The most important thing, though, is the vineyard: that is what provides vision and continuity. And that is why understanding and respecting the terroir is the most crucial attribute for anyone who wants to do this job.
Wine must in fact be a testimonial for its origins and its links with its terroir, which is the sum of the climate, the soil, the people and the culture of a given area.
Grapes have unique personalities and each one has to be interpreted in a different way. My task is to ruin as little as possible the raw materials that nature gives me, putting into the bottle as high a proportion as possible of the fruit’s potential.
Knowing, highlighting the qualities, and knowing how to wait: that is my mantra.

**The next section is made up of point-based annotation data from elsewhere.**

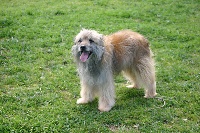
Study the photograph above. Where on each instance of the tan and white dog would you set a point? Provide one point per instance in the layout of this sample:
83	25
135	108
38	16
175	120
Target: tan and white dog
99	57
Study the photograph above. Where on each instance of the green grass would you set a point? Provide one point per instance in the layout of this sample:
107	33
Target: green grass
39	85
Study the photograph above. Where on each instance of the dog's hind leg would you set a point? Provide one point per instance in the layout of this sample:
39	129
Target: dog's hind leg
130	76
145	74
87	94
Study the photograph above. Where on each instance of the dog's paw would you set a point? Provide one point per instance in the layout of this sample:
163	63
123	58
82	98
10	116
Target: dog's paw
104	108
150	96
132	86
81	101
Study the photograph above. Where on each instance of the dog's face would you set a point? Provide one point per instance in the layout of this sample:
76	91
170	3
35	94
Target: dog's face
88	44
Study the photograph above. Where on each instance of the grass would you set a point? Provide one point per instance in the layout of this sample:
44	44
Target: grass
39	85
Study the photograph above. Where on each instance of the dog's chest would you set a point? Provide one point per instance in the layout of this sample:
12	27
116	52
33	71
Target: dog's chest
91	69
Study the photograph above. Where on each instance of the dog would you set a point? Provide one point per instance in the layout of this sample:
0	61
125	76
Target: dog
99	58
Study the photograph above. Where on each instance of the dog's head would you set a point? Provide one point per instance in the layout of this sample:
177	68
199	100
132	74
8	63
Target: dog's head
88	45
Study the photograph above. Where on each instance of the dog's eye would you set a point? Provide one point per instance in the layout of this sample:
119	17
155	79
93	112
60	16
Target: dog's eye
91	41
80	40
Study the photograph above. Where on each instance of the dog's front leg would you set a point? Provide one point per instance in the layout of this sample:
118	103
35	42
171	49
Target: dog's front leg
86	93
106	96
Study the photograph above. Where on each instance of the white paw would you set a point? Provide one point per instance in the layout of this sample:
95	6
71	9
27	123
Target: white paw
81	101
105	109
132	86
150	96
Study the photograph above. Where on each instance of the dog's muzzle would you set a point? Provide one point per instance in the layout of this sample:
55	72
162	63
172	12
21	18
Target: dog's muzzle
85	53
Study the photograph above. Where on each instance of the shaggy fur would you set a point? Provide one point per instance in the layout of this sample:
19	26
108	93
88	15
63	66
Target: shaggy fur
100	57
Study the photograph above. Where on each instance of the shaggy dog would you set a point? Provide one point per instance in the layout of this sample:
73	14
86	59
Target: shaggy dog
99	57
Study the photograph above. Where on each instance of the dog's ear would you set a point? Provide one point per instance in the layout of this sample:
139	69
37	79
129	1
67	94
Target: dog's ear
99	51
101	43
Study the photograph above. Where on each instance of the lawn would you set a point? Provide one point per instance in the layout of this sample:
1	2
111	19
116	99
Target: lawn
39	84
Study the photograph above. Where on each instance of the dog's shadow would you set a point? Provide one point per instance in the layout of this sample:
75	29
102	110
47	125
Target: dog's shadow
126	98
132	98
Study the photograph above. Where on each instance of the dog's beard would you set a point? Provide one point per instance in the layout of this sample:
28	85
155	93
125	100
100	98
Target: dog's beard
85	55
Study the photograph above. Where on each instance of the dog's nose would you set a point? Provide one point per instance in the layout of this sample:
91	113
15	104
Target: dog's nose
83	48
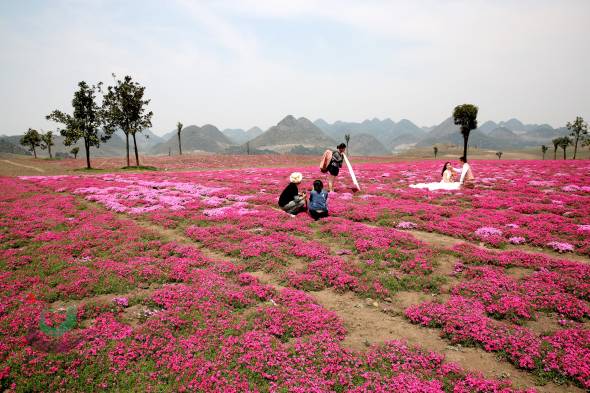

Simply paying attention to details is just as fundamental, because in every year it is the tiny things that make the difference between a good wine and a great one.
The fruits of
Working with outstanding fruit in regions that have a natural vocation for viticulture has allowed me to make top-quality wines, like Caprai’s Sagrantino di Montefalco 25 anni or Salvioni’s Brunello di Montalcino.
My Brunello di Montalcino Riserva Madonna del Piano has, since 2001, several times received ratings of 100/100, as has the Ricolma from San Giusto a Rentennano and the Cru Montosoli of Valdicava which, as soon as it was first launched in 2015, was awarded this prestigious accolade.
However, after many years in this profession, what still excites me more than receiving a high score is to see people ordering one of my wines – especially when I am in a restaurant abroad.